It seems to me that many are working very hard to not charge God with creating evil, but…John 1: 1-3 says this:

In the beginning was the Word, and the Word was with God, and the Word was God. 2The same was in the beginning with God. 3All things were made by him; and without him was not any thing made that was made.

That’s pretty comprehensive.

Dave Smith’s link says this:

 Now evil is not something in itself, but a lack of something that should be present, e.g. a lie lacks in truth. God does not create evil since it is not a thing to be created. Evil is an imperfection, lack or void in God’s creation.

Huh? We are to believe that an omniscient, omnipresent and omnipotent, creator God, created imperfectly. That doesn’t work very well with me.
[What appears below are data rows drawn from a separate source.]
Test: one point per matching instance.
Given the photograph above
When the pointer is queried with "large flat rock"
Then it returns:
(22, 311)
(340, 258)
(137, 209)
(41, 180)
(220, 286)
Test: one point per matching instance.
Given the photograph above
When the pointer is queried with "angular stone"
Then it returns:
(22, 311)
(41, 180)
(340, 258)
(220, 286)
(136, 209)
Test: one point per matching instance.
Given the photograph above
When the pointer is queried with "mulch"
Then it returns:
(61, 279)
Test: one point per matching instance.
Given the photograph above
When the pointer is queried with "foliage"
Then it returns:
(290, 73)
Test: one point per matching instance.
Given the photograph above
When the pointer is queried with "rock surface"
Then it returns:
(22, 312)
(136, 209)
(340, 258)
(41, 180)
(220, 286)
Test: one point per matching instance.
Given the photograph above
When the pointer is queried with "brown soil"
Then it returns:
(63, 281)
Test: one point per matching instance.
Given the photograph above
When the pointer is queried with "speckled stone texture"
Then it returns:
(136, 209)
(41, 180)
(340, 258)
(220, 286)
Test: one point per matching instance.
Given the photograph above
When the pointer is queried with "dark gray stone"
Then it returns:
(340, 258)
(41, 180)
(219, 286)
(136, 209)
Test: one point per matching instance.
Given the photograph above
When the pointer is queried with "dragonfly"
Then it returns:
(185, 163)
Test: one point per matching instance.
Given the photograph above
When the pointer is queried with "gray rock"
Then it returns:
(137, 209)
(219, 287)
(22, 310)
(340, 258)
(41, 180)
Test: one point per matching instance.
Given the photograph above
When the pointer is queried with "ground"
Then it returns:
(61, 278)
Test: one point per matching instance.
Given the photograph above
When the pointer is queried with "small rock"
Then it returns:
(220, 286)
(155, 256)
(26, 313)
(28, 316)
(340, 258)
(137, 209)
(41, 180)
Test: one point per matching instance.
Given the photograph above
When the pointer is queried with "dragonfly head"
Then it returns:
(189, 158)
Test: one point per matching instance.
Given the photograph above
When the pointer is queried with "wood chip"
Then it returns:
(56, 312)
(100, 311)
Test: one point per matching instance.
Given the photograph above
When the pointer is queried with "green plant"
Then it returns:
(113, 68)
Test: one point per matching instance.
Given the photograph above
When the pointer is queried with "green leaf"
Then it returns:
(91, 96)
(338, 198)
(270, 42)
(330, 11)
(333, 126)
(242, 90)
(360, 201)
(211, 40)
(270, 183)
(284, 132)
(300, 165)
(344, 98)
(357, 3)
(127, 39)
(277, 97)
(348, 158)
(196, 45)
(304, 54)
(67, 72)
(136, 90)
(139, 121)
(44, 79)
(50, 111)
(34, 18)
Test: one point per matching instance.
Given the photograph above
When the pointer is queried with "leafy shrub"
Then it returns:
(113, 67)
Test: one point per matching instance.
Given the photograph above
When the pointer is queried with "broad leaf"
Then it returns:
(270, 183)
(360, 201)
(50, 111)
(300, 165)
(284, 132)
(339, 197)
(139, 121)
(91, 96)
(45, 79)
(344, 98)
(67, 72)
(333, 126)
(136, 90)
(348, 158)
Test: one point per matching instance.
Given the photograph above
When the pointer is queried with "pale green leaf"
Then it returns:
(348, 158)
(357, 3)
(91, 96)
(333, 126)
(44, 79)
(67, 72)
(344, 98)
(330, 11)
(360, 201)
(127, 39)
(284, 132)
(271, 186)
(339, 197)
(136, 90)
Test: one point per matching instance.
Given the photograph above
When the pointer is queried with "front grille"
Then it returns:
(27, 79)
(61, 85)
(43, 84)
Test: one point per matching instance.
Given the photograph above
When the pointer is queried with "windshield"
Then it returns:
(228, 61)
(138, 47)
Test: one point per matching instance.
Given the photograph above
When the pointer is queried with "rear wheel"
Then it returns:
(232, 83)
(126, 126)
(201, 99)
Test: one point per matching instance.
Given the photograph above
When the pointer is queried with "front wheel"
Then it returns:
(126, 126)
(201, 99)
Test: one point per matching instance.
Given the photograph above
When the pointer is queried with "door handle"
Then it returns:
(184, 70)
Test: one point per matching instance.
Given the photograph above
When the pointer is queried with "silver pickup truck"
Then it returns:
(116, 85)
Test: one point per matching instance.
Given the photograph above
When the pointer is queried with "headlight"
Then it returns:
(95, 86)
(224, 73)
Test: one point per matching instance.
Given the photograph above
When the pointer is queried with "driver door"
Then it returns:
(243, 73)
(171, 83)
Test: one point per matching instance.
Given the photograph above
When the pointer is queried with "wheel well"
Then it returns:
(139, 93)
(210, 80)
Another link I found uses the analogy of a hole, saying this:

 For example, holes are real but they only exist in something else. We call the absence of dirt a hole, but it cannot be separated from the dirt.

Which is all well and good but, the hole was created by the removal of the dirt-by something, water, ice, a chipmunk, a shovel, an auger bit, an asteroid, a thermonuclear bomb, whatever, the hole was created out of the dirt.

In industrial controls, we learn a very strict form of logic, because electrons don’t really care what we think, or feel, and in addition we live and die (professionally) by Occam’s razor. The simplest answer is almost always the correct answer. So let’s plot this out

IF: God is outside time, AND

IF: God created everything that was created, AND

IF: Evil exists

THEN: God created evil.

As Cathy said, “No true Scotsman…”

That does leave the question of why, though?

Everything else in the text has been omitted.